Figure 19.33. Cutaneous malignant schwannoma consisting of higher cellular region formed past round and polygonal cells with hyperchomatic nuclei (referred to as Antoni A pattern).

Figure nineteen.34. Cutaneous cancerous schwannoma consisting of spindle-shaped or pleomorphic cells supported by poorly-stained edematous or myxomatous matrix area including cystic spaces (referred to equally Antoni B pattern).

6.4.ii Neural Crest Tumor (Possible Amelanotic Melanoma)

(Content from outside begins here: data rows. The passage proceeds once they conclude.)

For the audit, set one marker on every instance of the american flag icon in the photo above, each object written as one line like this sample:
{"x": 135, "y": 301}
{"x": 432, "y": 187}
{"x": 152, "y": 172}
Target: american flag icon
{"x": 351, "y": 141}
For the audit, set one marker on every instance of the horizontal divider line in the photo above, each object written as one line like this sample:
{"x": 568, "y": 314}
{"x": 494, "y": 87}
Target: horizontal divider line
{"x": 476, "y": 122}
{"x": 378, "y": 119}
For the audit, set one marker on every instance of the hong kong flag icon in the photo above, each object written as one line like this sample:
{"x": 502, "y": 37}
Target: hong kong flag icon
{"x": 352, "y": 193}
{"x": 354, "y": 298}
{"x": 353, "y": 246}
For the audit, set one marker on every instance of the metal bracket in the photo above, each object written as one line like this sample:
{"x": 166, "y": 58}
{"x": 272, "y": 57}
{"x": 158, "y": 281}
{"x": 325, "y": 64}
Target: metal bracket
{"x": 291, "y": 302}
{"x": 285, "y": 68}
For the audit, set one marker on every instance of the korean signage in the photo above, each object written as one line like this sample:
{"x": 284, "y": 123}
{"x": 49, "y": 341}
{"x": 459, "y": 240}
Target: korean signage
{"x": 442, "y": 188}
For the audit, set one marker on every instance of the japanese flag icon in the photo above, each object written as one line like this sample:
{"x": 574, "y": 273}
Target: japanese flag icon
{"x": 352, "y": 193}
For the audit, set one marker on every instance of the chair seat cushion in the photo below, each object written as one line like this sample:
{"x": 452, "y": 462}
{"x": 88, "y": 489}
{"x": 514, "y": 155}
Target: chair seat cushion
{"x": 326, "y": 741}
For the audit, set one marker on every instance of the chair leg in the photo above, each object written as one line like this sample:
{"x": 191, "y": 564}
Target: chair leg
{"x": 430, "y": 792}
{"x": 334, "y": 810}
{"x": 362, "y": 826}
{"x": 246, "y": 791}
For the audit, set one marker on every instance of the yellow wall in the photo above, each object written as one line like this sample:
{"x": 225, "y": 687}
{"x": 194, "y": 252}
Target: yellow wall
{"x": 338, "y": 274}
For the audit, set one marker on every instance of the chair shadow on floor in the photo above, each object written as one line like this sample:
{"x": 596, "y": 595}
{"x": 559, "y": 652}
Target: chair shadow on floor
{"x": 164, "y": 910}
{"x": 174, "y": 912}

In rats, Neural crest tumors most unremarkably occur on the pinna. This tumor is detectable grossly as a thickened peel or nodule on the pinna. Larger masses may exceed several centimeters in bore and extend into the soft tissue of the head, with ulceration, tissue necrosis and hemorrhage. Many cases evidence histologic bear witness of malignancy such as local invasion and a number of mitoses; metastasis to the lung may occur. Neural crest tumors consist predominantly of interlacing bundles of circular or fusiform cells and intermingled collagens (Figure 19.35); immunohistochemistry, tumor cells stain strongly positive for S-l00 protein. Considering of these histopathological features, the neural crest tumor has been diagnosed as schwannoma, neurofibroma or neurofibrosarcoma. Nevertheless, some parts of this tumor are quite similar histologically to the blue nevus (unpigmented melanoma) or desmoplastic melanoma of humans. The neural crest tumor has ultrastructural features of melanotic cells including interdigitating cytoplasmic processes, desmosomes betwixt cells, and numerous premelanosomes. The presence of premelanosomes has not been reported in PNSTs. Based on these findings, the neural crest tumor is regarded equally amelanotic melanoma in albino rats. Information technology is important to remember that cancerous schwannoma, fibrosarcoma and MFH may have areas of interlacing bundles similar to this neural crest tumor; therefore, the differential diagnosis should be made carefully when the light microscopy only is used. When neural crest tumors occur in other sites, there may be areas consisting of polygonal or epitheloid cells which are characteristic of amelanotic melanoma. Masson-Fontana stain and staining for tyrosinase-related protein 2 (TRP-2) may exist useful for the demonstration of melanosomes. In addition to the ear pinna, the predilection sites for amelanotic melanomas in rats include eyelid, iris, scrotum, and perianal area.

Figure nineteen.35. Neural crest tumor arising in the pinna (an asterisk indicates pre-existing cartilaginous tissue in the pinna). Pleomorphic neoplastic cells form interlacing growth pattern with various corporeality of collagen fibers.